Dummy variables are needed when some of the variables assume binary values. Including interaction terms aid the analyst to obtain more accurate results in regression.

 

b.1 "Dummy" variables

 

 

 

Example: Let's consider the dataset for salaries. When we ignore the gender and plot the dataset, we are missing out on the information inherent in the gender differences. Only when we plot the data according to gender group, we see a more clear picture. The Rcmdr results are here. So, if we just consider the Experience and Salary columns, the regression equation is found as Salary = 59033.1 + 1727.3 x Experience. But is this accurate?

 

*****

 

Example: Here, we need to use a dummy variable to distinguish between males and females. We define Gender.Male = 1 if gender is "male" and 0 otherwise. The new dataset with this information is here. Using RegModel.3 <- lm(Salary~Experience+Gender.Male, data=Dataset), we find Salary = 53260.0 + 1744 x Experience + 17020 x Gender.Male. (R-squared = 0.31.)

 

Note: Of course, there is an easier way to do this with Rcmdr without using the Gender.Male construct.

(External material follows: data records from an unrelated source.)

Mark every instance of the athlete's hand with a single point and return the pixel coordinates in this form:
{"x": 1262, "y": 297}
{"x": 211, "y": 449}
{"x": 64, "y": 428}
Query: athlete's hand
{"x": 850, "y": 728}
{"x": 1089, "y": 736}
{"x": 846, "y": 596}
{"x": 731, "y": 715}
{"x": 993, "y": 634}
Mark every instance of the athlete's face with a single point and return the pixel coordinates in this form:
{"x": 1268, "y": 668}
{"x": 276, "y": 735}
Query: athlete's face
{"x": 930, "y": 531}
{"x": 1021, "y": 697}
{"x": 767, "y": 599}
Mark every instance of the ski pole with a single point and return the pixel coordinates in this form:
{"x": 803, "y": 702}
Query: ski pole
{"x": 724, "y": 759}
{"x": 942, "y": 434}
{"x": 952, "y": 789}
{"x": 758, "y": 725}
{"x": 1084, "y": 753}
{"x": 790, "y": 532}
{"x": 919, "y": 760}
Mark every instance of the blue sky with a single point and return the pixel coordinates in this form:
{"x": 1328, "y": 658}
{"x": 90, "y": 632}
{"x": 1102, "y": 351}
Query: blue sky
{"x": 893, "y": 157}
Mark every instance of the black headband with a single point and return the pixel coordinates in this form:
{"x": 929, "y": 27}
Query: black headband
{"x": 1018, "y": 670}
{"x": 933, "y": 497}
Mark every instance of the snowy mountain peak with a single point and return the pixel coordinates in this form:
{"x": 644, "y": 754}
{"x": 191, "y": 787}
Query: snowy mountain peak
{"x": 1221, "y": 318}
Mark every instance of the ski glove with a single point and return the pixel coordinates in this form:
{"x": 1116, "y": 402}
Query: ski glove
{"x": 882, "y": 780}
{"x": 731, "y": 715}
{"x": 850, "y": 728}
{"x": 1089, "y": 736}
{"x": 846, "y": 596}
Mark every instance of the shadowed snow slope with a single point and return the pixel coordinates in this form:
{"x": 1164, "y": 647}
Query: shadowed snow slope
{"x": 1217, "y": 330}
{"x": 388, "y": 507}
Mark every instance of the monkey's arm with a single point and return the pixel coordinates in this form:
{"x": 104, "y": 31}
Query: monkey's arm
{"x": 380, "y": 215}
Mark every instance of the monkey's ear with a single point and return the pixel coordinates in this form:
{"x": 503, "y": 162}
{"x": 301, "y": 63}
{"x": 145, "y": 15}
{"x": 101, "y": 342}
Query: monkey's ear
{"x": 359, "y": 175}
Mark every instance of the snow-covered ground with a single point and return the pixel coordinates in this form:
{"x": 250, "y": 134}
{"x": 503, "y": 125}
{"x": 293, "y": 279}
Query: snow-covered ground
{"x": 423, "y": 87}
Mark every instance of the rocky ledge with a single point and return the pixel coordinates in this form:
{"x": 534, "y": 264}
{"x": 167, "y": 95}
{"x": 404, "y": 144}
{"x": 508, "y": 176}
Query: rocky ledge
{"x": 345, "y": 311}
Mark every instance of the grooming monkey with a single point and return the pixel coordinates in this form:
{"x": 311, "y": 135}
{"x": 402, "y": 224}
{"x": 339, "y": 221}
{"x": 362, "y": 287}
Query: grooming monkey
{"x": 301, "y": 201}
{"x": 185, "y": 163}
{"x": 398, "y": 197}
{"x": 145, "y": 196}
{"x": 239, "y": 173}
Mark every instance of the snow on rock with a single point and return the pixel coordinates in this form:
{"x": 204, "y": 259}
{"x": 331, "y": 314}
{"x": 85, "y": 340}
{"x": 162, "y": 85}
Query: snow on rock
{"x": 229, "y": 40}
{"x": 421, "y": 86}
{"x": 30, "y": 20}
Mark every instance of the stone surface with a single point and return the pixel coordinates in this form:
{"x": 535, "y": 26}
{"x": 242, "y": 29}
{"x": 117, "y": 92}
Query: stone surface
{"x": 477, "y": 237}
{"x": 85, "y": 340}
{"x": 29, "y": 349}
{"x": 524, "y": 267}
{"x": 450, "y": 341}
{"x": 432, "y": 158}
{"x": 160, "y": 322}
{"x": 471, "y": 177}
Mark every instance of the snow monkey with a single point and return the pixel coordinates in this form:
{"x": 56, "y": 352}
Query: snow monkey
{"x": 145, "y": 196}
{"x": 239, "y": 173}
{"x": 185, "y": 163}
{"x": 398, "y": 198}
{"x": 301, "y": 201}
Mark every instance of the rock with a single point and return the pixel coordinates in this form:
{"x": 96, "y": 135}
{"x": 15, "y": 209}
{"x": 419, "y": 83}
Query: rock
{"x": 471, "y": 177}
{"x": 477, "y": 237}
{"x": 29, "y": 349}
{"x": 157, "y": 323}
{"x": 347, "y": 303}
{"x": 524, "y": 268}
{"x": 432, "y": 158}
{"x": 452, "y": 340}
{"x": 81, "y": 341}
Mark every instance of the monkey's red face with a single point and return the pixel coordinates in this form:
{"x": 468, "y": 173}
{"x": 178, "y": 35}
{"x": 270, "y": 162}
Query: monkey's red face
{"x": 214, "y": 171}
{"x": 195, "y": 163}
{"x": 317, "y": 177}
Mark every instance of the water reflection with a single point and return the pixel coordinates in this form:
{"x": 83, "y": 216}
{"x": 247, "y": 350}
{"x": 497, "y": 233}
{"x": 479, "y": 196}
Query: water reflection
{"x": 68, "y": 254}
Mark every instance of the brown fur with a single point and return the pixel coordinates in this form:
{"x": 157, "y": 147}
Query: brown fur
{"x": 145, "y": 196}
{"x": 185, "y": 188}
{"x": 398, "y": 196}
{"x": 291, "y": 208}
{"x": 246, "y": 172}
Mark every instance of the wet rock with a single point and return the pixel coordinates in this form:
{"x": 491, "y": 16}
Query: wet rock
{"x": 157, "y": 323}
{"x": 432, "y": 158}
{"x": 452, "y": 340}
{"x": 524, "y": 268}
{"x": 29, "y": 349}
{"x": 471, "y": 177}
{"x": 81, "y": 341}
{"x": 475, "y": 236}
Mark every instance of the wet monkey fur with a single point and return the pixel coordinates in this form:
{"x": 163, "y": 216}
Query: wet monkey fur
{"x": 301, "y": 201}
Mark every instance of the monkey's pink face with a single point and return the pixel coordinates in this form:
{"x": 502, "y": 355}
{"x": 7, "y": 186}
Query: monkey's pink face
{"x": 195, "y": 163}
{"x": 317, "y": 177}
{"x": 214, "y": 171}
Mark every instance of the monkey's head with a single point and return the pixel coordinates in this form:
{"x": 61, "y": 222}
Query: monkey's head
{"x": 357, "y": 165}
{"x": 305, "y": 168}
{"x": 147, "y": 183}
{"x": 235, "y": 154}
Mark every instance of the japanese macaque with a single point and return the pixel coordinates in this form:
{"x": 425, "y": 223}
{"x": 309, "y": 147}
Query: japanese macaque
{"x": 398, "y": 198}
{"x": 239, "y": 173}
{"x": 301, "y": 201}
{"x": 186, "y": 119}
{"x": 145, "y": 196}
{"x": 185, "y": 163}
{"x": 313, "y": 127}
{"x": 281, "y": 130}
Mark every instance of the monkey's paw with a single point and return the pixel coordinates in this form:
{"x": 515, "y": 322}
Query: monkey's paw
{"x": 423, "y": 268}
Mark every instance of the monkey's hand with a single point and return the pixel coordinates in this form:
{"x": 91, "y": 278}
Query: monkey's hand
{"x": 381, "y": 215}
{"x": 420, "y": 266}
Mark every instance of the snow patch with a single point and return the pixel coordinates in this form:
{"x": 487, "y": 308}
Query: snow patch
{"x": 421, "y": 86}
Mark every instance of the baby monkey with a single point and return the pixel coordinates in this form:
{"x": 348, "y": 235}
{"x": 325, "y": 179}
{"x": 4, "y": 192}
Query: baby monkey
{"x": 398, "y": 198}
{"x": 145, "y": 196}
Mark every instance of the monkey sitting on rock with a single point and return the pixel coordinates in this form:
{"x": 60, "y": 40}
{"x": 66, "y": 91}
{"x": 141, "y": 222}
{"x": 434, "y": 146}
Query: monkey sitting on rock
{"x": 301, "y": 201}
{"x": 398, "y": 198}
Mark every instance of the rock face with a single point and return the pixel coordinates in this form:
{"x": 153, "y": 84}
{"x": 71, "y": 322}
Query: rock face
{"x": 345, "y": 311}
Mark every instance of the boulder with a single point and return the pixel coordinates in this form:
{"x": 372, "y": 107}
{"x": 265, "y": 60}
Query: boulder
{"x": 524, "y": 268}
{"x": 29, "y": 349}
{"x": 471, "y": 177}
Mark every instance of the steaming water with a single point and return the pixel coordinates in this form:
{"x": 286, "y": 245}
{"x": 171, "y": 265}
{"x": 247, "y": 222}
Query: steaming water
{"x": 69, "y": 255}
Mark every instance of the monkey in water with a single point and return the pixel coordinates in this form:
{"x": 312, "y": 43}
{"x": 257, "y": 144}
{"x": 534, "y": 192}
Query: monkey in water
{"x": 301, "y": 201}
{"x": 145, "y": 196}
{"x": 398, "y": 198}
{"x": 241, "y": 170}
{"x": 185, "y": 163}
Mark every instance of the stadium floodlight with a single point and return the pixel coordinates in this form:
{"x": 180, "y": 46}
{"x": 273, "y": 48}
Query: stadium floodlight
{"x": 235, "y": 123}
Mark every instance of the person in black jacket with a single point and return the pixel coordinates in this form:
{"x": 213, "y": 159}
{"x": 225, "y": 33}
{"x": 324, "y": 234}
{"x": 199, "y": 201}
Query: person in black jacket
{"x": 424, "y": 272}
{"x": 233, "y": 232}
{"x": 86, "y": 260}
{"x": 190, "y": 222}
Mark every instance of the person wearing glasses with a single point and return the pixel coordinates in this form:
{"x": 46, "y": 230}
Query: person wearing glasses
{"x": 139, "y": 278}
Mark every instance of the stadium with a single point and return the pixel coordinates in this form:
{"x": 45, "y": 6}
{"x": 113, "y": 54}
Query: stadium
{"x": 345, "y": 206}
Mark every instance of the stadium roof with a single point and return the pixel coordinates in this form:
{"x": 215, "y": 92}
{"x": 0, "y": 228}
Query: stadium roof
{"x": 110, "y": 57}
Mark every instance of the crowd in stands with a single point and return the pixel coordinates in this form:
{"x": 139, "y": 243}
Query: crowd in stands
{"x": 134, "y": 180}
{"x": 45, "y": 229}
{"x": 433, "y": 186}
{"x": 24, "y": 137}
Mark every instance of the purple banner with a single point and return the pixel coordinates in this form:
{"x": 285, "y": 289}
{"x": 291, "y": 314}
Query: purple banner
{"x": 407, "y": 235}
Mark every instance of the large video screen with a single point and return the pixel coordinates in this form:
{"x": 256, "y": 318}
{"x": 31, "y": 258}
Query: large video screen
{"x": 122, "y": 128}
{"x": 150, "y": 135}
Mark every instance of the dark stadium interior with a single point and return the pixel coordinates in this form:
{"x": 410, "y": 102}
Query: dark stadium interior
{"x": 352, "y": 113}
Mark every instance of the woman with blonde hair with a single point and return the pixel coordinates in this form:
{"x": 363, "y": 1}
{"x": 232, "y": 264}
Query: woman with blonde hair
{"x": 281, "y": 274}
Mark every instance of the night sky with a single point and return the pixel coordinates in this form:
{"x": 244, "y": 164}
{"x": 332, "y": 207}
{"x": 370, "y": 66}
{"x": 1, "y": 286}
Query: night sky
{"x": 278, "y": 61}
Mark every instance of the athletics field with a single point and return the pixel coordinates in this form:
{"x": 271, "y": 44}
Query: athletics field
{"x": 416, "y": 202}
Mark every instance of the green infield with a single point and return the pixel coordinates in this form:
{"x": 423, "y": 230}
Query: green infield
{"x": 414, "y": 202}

Just use the "Linear model". Rcmdr knows that Gender is a factor. If you pick it as an independent variable, R figures out the rest and you get the same result as Salary = 53260 + 1744 x Experience + 17020 x Gender[T.Male].

 

 

Exercise: Use this dataset to estimate the travel time given, (i) distance travelled, (ii) number of deliveries and (iii) truck type. Note that truck type is a factor here and Rcmdr recognizes it. (Answer: 0.5222 + 0.0464 x Km + 0.7102 x Deliveries + 0.9 x TruckType[T.Van].)

 

b.2 Interaction terms

 

 

 

Example: We noted above that each additional year of experience is 1,744 for either gender. But this is not quite logical. Could it be more for males? We analyse this using an interaction term in the form Gender.Exp.Int = Gender.Male x Experience. The dataset with the interaction term is here. The regression equation is obtained as Salary = 66,333 + 666 x Experience - 8,034 x Gender.Male + 2,086 x Gender.Exp.Int. (R-squared = 0.55.)

 

Now what happens?

 

 

Note 1: Of course, as before, there is an easier way to do this with Rcmdr without using the Gender.Exp.Int construct. Just use the "Linear model" and incorporate the product of Gender and Exp as a new variable. Rcmdr figures out what to do and finds exactly the same result. You can do this as an Exercise.

 

Note 2: What exactly do we mean by "interaction." I will make this more clear in the workshop by comparing two functions: (i) f(x,y) = ax + by, and (ii) f(x,y) = ax + by + cxy. In the first case, there is no interaction between x and y, but in the second there is! (Just find the partial derivative of f(x,y) w.r.t. variable y in both cases and you will see the difference.)

 

(c) Data modelling - Making models more selective

 

c.1 Multicollinearity

 

 

 

Is it always a good idea to include as many independent variables as we can in a regression problem? No! Let's see why.

 

Example: Consider the dataset for a problem with sales and assets as independent variables and profit as the dependent variable.

 

 

Exercise:  Use this dataset to find a regression equation for Time as dependent variable and Km, Deliveries and Gas (consumed) as independent variables. Is there a high correlation between Km and Gas? What can go wrong with such problems?

 

c.2 Variable selection by stepwise regression

 

 

R has a nice way of dealing with the multicollinearity problem using stepwise regression.

 

Example: We use the same dataset as above. The stepwise procedure is applied after the regression problem is solved by using Models > Stepwise Model Selection... Here is the result.

 

 

Exercise: Consider again the house price dataset for 124 houses. Run a regression with Price as the dependent variable and everything else (except SubDiv) as independent variable. Next, use Models > Stepwise Model Selection... and reduce the model with Akaike Information Criterion (AIC) and the backward/forward direction. How many independent variables do you have left and what is the AIC? (Answer: We have 5 variables left as Price ~ Bathrooms + Bedrooms + Distance + LotSize + SqrFt, and AIC is 736.41.)